Adjust workflows and execution behavior.

In practice:

  • Update workflow files in .github/workflows/

  • Ensure workflows trigger on the correct events (push, pull_request)

  • Verify permissions and required checks

GitHub workflows and branch protection rules enforce how validation and execution occur.

Use a feedback loop

Improving agent behavior is an iterative process.
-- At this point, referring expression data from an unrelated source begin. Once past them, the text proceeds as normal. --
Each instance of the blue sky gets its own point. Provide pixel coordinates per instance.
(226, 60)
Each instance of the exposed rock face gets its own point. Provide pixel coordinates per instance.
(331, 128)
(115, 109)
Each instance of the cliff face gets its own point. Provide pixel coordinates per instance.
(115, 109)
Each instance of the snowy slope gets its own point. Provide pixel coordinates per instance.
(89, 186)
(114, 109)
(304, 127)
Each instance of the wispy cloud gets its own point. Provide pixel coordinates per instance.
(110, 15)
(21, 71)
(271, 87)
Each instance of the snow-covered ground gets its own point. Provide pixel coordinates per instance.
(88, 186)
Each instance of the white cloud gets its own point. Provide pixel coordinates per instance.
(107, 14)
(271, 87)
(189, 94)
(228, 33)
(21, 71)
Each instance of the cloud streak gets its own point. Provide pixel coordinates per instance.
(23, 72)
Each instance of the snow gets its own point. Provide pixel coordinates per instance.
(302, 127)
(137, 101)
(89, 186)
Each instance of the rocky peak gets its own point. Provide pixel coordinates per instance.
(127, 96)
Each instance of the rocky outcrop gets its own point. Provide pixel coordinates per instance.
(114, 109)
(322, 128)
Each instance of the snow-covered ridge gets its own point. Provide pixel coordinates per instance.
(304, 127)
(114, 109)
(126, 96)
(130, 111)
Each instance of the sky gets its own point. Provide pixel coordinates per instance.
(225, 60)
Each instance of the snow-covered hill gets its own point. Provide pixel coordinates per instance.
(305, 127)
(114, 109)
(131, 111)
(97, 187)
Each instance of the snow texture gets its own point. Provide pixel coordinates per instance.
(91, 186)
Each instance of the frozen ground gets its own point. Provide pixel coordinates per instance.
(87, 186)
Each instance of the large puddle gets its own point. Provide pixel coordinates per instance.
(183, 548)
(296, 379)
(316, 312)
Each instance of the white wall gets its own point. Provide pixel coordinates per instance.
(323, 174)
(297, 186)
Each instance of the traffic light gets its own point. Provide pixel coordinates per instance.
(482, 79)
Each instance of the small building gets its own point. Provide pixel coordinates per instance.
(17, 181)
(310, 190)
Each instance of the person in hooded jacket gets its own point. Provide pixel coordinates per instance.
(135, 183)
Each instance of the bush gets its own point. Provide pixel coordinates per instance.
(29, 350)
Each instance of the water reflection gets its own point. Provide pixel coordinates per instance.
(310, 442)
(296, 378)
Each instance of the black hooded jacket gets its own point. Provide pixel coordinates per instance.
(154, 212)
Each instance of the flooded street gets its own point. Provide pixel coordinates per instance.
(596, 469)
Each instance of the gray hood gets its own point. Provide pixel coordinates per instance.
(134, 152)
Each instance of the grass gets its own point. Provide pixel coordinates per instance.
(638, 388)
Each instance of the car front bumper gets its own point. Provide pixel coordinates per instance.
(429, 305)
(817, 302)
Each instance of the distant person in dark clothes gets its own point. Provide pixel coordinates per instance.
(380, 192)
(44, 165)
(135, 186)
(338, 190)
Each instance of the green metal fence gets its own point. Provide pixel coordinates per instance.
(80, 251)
A typical loop looks like:

  1. Run the agent on a task

  2. Observe failures through logs and artifacts

  3. Identify the root cause

  4. Apply fixes to prompts, memory, or tools

  5. Re-run the workflow

GitHub supports this loop by allowing workflows to be re-run and by preserving logs and artifacts for inspection.

Maintain traceability

All improvements should be visible and traceable in GitHub.

In practice:

  • Document changes in pull request updates

  • Reference related commits and workflow runs

  • Keep changes scoped and reviewable

This ensures that adjustments to agent behavior can be reviewed and audited over time.

Key takeaway

Agent failures are a normal part of workflow execution. GitHub provides logs, workflow runs, and artifacts that make failures observable. By analyzing these outputs, identifying root causes, and improving prompts, memory, and tool configuration, you can continuously improve agent performance and reliability.